Brother of former senior official axed from CCP over graft

Reuters, BEIJING

The brother of a former top Chinese presidential aide has been expelled from the Chinese Communist Party (CCP) and public office, the Chinese government said on Friday, paving the way for his prosecution for alleged violations, such as accepting bribes.

Ling Zhengce (令政策), the former deputy head of the parliamentary advisory body in China’s Shanxi Province, is the elder brother of Ling Jihua (令計畫), a one-time senior aide to former Chinese president Hu Jintao (胡錦濤).

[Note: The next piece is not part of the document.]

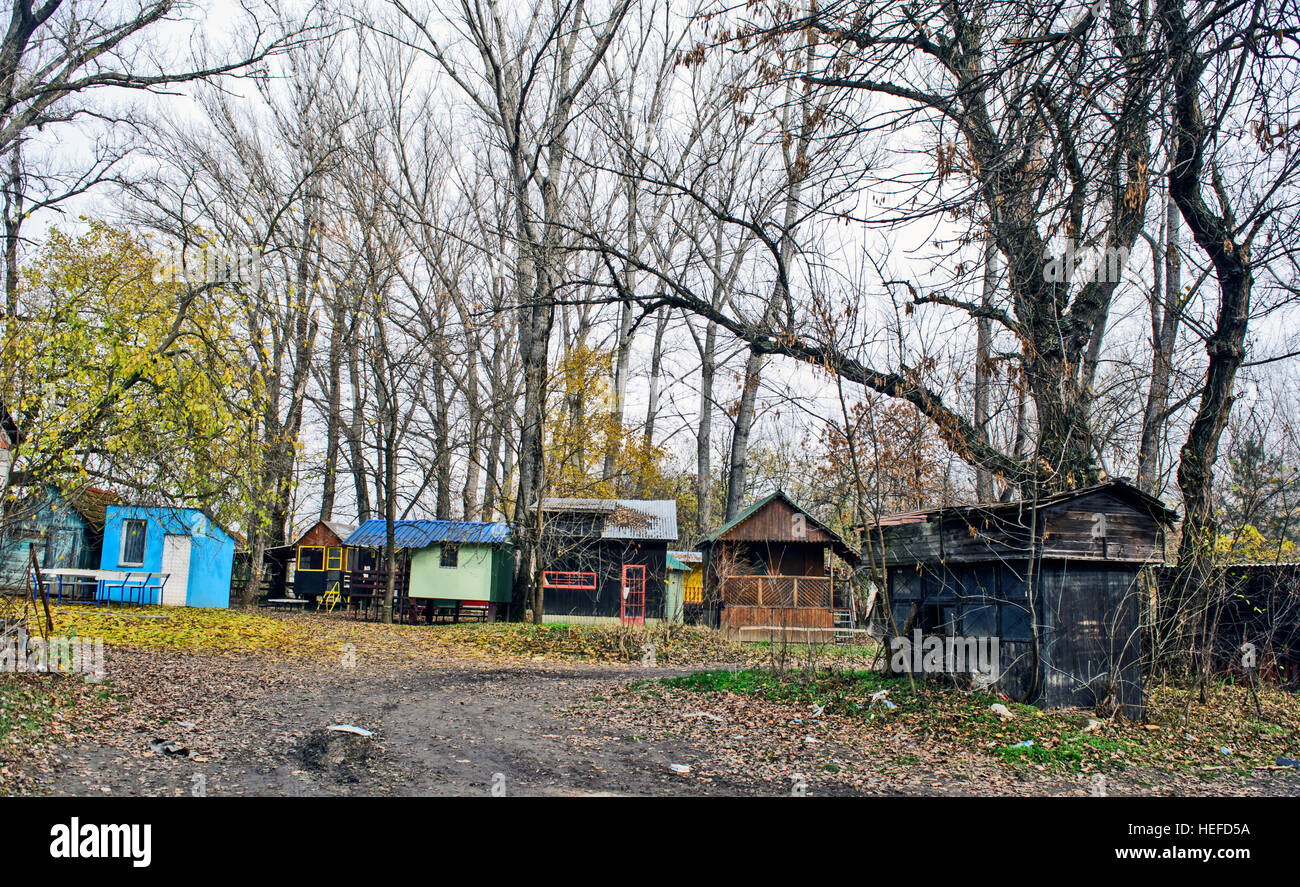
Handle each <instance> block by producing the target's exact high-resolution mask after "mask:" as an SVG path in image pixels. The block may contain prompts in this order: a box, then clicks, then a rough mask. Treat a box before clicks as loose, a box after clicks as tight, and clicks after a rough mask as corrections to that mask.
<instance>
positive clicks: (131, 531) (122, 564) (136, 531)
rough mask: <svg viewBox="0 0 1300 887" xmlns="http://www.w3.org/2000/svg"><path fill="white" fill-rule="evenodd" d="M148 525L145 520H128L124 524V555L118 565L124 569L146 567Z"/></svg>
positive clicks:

Ling Zhengce allegedly violated rules of self-discipline by accepting monetary gifts and exploiting his position, besides seeking benefits for relatives, China’s Central Commission for Discipline Inspection said.

“In addition to this, Ling Zhengce’s behavior interfered with and hindered organizational investigation,” the anti-graft watchdog said on its Web site.

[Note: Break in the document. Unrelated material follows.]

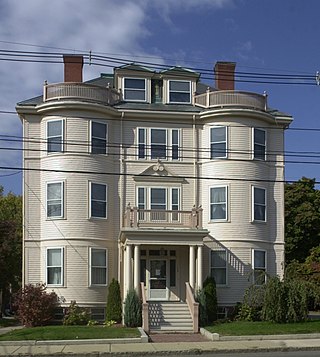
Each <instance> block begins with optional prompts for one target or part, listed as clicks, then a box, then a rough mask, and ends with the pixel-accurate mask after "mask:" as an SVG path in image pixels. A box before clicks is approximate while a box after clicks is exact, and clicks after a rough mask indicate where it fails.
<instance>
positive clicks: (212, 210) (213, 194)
mask: <svg viewBox="0 0 320 357" xmlns="http://www.w3.org/2000/svg"><path fill="white" fill-rule="evenodd" d="M227 219H228V189H227V186H220V187H210V220H211V221H215V220H224V221H225V220H227Z"/></svg>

Authorities announced an investigation into Ling Zhengce in June last year.

The latest move to eject him from the CCP and strip him of his official post is a necessary procedural step in passing the case to judicial authorities for prosecution.

Ling Jihua was demoted in September 2012 after sources said his son was involved in a deadly crash involving a luxury sports car, an embarrassment for the party, which is sensitive to perceptions that children of top officials live rich, privileged lifestyles.

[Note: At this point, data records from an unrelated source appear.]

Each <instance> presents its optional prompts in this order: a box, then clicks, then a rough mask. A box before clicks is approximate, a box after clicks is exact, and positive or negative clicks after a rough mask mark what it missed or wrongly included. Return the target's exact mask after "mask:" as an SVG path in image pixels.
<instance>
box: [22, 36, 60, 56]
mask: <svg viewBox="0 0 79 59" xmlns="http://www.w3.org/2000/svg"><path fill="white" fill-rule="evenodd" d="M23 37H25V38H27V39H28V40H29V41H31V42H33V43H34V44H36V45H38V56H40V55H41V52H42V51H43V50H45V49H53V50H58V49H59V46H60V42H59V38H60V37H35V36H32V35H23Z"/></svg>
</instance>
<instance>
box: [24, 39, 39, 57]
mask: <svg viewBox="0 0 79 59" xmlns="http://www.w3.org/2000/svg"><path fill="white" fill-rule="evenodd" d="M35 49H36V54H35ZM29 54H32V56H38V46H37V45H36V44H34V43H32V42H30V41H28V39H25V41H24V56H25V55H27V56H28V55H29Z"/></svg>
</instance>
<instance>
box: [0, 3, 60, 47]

Authorities last month announced that he would face prosecution after an investigation revealed crimes that they alleged damaged the party’s image, such as receiving money and gifts from unnamed people, having affairs with numerous women and trading power for sex.

Party members can be punished for adultery as they are supposed to be upstanding members of society. The charge is frequently leveled at high-ranking graft suspects as a way of showing they are morally degenerate and deserve punishment.

Ling Jihua’s case has presented a dilemma for Beijing; his position is particularly sensitive because of his close connection with Hu.

Since assuming power in late 2012, Chinese President Xi Jinping’s (習近平), who doubles as party and military chief, has pursued a relentless campaign against deep-rooted corruption, vowing to go after powerful “tigers” as well as lowly “flies.”